Especially in Europe, critics did not hold back, and we are here for it. English historian Simon Schama decried Hegseth's "special kind of loathsomeness, a blend of historical deafness, grotesque stupidity and comically ludicrous self-importance...As if the little people’s rage against immigration somehow is superior to the war against the 3rd Reich, and entitles this comic-book nobody to lecture the actual heroes." Others blasted "something profoundly ugly happening" in our right wing..."and on D-Day, D-Day!" and "an obscene desecration" of the memories of those who fell. Like many, French P.M. Sébastien Lecornu rightly paid tribute instead to the "3,000 men, barely 20 years old," who died, offering "the breath of their youth and the sacrifice of their lives."

Europeans also called bullshit on the faux drama and utter hypocrisy of Hegseth's angry claim that, after a united D-Day era when "each nation bled," Europe is not "standing with" a U.S. now run by a lying, racist, narcissistic, war-mongering toddler who does nothing but abuse them. "America will lead and we must, but capable allies must be Right. There. With Us...In the Breach. When It Matters," he bloviated. "The men who fought and died here restored freedom to Europe,. Now freedom must be maintained by this generation of leaders and war-fighters...We stand by our allies, and we expect our allies to stand beside us." "So much nonsense," retorted Swedish economist Anders Åslund. "'We stand by our allies!’ No you don’t. You just attacked them. Immigration policies are internal matters... Doesn’t Hegseth know the most unreliable ‘ally’ by far is the US?”
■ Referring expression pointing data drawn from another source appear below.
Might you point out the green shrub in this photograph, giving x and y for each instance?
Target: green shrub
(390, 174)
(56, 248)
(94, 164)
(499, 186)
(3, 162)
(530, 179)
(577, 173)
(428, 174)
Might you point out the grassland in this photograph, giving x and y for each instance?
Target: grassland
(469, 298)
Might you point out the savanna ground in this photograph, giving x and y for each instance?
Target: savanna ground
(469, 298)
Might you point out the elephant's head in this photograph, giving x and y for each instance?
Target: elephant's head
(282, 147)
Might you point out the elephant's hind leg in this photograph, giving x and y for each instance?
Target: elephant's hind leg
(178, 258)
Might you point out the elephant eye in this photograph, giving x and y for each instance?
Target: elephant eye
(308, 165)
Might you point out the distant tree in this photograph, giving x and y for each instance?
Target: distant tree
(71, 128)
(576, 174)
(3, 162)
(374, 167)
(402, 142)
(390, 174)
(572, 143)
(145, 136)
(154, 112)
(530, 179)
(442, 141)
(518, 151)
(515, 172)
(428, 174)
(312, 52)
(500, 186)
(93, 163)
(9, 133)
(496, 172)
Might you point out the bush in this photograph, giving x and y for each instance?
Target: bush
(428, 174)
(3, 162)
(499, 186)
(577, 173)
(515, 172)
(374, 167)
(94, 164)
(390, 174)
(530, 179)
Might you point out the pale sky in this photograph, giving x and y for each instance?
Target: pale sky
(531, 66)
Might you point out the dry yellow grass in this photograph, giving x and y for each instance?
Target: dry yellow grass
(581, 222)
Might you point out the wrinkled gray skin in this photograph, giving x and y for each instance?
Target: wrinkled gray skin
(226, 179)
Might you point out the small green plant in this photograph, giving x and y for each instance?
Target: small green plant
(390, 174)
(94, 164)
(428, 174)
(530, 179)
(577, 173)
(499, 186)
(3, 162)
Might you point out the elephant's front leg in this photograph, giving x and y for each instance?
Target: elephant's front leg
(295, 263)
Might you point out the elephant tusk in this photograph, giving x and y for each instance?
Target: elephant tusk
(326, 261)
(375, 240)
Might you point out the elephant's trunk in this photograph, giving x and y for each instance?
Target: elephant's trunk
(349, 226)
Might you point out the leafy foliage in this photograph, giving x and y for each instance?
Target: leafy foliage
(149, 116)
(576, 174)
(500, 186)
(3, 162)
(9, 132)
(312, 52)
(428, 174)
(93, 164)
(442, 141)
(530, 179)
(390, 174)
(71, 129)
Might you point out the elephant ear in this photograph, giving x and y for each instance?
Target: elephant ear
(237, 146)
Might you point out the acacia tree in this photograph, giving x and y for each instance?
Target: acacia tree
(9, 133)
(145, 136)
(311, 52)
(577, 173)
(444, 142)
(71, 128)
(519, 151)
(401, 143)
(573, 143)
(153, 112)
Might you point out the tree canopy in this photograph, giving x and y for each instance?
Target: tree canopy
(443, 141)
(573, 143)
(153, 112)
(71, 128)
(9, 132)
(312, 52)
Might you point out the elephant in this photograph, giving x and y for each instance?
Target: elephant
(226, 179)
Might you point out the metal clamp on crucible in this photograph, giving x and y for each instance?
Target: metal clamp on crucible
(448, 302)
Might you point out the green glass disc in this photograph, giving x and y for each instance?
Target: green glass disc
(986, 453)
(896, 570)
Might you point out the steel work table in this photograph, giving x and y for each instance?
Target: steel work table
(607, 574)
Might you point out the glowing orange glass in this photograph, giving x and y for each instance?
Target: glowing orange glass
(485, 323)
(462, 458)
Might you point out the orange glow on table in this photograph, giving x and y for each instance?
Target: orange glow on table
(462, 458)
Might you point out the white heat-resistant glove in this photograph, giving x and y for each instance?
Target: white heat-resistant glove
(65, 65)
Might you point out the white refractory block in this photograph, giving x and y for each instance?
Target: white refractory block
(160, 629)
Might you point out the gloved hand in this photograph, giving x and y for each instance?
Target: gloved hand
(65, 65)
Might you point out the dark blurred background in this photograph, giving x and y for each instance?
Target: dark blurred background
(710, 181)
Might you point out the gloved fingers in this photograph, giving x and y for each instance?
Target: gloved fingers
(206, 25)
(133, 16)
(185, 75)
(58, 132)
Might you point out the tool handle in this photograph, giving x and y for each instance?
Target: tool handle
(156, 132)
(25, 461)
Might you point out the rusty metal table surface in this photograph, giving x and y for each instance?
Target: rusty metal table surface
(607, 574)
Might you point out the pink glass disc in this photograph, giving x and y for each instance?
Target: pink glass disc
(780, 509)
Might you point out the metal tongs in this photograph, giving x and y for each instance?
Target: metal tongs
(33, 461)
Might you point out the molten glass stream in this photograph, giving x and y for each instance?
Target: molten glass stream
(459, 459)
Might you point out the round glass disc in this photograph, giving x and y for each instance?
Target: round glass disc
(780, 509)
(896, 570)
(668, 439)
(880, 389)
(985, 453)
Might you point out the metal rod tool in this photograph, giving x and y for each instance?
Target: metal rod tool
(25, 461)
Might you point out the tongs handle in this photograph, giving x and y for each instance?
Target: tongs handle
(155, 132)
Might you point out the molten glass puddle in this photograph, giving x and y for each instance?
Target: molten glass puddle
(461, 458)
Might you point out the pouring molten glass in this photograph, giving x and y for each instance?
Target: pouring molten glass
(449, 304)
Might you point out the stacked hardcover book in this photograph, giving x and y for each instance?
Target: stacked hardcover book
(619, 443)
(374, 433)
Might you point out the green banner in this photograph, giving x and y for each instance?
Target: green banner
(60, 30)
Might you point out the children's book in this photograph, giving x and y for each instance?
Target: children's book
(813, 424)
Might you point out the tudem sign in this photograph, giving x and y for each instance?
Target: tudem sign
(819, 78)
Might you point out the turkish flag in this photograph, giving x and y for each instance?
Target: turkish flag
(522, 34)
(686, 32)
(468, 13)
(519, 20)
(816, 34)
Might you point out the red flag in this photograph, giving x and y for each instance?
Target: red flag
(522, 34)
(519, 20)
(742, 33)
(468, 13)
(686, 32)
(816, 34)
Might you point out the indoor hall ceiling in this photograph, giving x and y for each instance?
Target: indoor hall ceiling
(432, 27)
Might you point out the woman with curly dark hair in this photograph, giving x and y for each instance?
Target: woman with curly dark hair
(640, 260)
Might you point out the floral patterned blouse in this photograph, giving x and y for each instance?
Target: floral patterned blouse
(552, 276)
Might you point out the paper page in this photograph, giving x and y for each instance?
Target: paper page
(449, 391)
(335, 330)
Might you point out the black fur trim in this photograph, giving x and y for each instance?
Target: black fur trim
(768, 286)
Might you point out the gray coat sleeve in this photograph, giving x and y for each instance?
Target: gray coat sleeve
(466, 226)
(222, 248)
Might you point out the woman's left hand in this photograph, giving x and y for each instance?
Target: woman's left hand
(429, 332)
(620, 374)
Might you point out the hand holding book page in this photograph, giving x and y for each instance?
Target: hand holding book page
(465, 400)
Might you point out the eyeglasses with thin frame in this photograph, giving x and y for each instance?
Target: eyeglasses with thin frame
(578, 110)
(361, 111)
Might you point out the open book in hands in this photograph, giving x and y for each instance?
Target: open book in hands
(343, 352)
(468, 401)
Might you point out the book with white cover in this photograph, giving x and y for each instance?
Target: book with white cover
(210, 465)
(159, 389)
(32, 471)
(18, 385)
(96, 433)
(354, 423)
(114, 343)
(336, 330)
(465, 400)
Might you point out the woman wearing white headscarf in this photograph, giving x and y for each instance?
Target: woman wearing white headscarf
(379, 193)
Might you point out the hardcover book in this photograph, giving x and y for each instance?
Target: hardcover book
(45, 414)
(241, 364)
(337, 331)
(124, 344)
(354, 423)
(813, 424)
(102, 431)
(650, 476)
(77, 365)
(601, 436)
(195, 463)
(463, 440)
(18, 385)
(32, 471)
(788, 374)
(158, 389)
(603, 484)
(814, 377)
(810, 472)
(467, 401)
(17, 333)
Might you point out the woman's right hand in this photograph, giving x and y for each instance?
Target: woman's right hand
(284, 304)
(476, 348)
And now, in the name of their mythical, bigoted, white, male, Christian Republic, the US - Hegseth, Trump, Vance et al - have the audacity to be hectoring their European “allies” to “up their white supremacy game” to stop an “invasion” of what Trump has called the brown and black “vermin” who once flocked to our “shining city on a hill,” now a beacon of hate. Hamlet's ghost: “O, what a falling-off was there.” Last weekend, in France, Hegseth didn’t even stay for the international ceremony at the cemetery where so many are buried - per Trump, all those suckers and losers. Pete likely didn’t know the denizens of a nearby village had weeks earlier asked that his visit be cancelled. "It seems to us," they said in their request, "that this man does not share our democratic values." We feel your pain.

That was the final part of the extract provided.